Sometimes, choosing who receives your assets gets complicated. What happens if your children are still minors in the event of your death? Who will be responsible for their inheritance? These questions and more must be answered clearly in your estate plan if you want to ensure proper distribution of your assets.
Thankfully, you don’t have to attempt to figure this out on your own. At Hable Law, I create trusts specifically designed for your unique family and needs.
How Do I Know If I Need a Trust?
There are various reasons why a trust might be beneficial to you and your family. Some of these reasons include:
- You have minor or young adult children or grandchildren and wish to protect their inheritance until they are older in the event of your death
- You want to simplify how your assets will be transferred in the event of your death, especially if you have a large family or you own real estate in other states
- You want to plan for how a unique asset can be passed down through the family, such as a family cabin or vacation condo
- You want to prevent difficulties among your beneficiaries
A trust gives you the benefit of being specific with who receives your assets when they receive them and how. Trusts give another party, the trustee, the right to manage assets for the benefit of a beneficiary in the event of your death. They provide legal protection, reduce the need for paperwork and avoid court oversight.
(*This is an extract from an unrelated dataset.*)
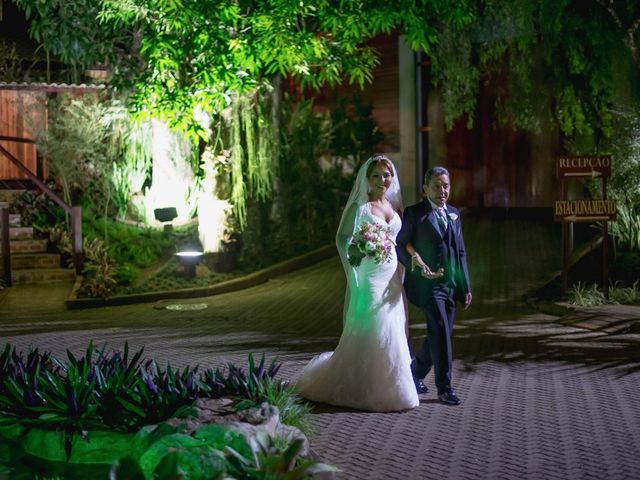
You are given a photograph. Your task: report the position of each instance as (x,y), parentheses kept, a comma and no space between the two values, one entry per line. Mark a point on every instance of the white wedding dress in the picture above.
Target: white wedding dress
(370,367)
Testamentary trusts are created inside of a will and only become effective if certain conditions are met. Normally these conditions include the event of your death if your children are under a certain age, which you can choose. These trusts are strongly recommended if you have children who are minors or young adults.
Living trusts are created when you sign them, as opposed to a testamentary trust that gets put into effect after death.
Living trusts can be amended and revoked during your lifetime, then become permanent in the event of your death. Living trusts can also help you avoid probate, or a court process, which is the reason most people are familiar with this type of planning. Often, these types of trusts are chosen for blended families, for individuals with real estate in more than one state, or for anyone with privacy concerns. They’re also a good choice for people who value planning for contingencies such as what happens if a child dies and you want to protect assets for your grandchildren. These are also called revocable trusts or inter vivos trusts.